Kth largest Element in an Array

Problem Link

Kth Largest Element in an Array – LeetCode

Problem: Kth Largest Element in an Array

Problem Statement

Given an integer array nums and an integer k, return the kth largest element in the array.

Note that it is the kth largest element in sorted order, not the kth distinct element.

Examples

Example 1
Input: nums = [3,2,1,5,6,4], k = 2
Output: 5

Example 2
Input: nums = [3,2,3,1,2,4,5,5,6], k = 4
Output: 4

Constraints

1 <= k <= nums.length <= 10⁵
-10⁴ <= nums[i] <= 10⁴

Intuition

We want to find the kth largest element in the array. A brute-force approach would involve sorting the array in descending order and picking the kth element, which takes O(n log n) time.
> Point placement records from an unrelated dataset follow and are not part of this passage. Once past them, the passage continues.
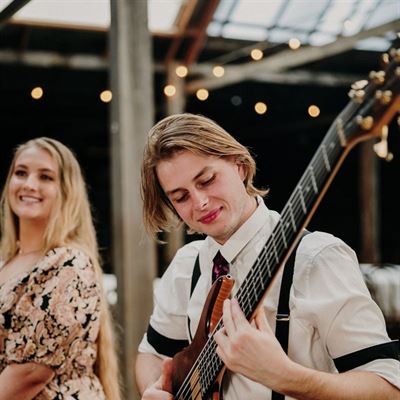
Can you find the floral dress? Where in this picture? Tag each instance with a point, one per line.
(50, 316)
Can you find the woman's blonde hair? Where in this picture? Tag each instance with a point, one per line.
(70, 224)
(172, 135)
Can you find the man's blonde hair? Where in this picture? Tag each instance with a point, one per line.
(177, 133)
(70, 224)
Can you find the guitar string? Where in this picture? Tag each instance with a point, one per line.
(320, 163)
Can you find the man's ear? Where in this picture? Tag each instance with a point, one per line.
(242, 169)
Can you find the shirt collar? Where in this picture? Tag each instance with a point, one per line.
(233, 246)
However, a more efficient way is to maintain a min-heap (priority queue) of size k. The top of the heap will always store the kth largest element.

Approach

Use a min-heap (Java's PriorityQueue) to store the top k largest elements seen so far.
Iterate through each number in the array:
- Add the number to the heap.
- If the heap size exceeds k, remove the smallest element (poll the root).
After the loop, the top of the heap (peek()) is the kth largest element.

Code (Java)

import java.util.*;

class Solution {
    public int findKthLargest(int[] nums, int k) {
        PriorityQueue<Integer> pq = new PriorityQueue<>();
        for(int i : nums){
            pq.add(i);
            if(pq.size() > k){
                pq.poll();
            }
        }
        return pq.peek();
    }
}

Time and Space Complexity

Time Complexity: O(n log k)
Each insertion and deletion from the heap takes O(log k), and we process n elements.
Space Complexity: O(k)
The heap stores at most k elements at any time.

Dry Run

Input: `nums = [3,2,1,5,6,4]`, `k = 2`

Initialize min-heap: []
Add 3 → heap = [3]
Add 2 → heap = [2, 3]
Add 1 → size > 2 → remove 1 → heap = [3, 2]
Add 5 → size > 2 → remove 2 → heap = [3, 5]
Add 6 → size > 2 → remove 3 → heap = [5, 6]
Add 4 → size > 2 → remove 4 → heap = [5, 6]

Top of the heap is 5 → 2nd largest

Conclusion

This is a classic heap-based selection problem that optimizes performance compared to sorting. By maintaining a min-heap of size k, we ensure that the kth largest element remains at the top, making retrieval efficient.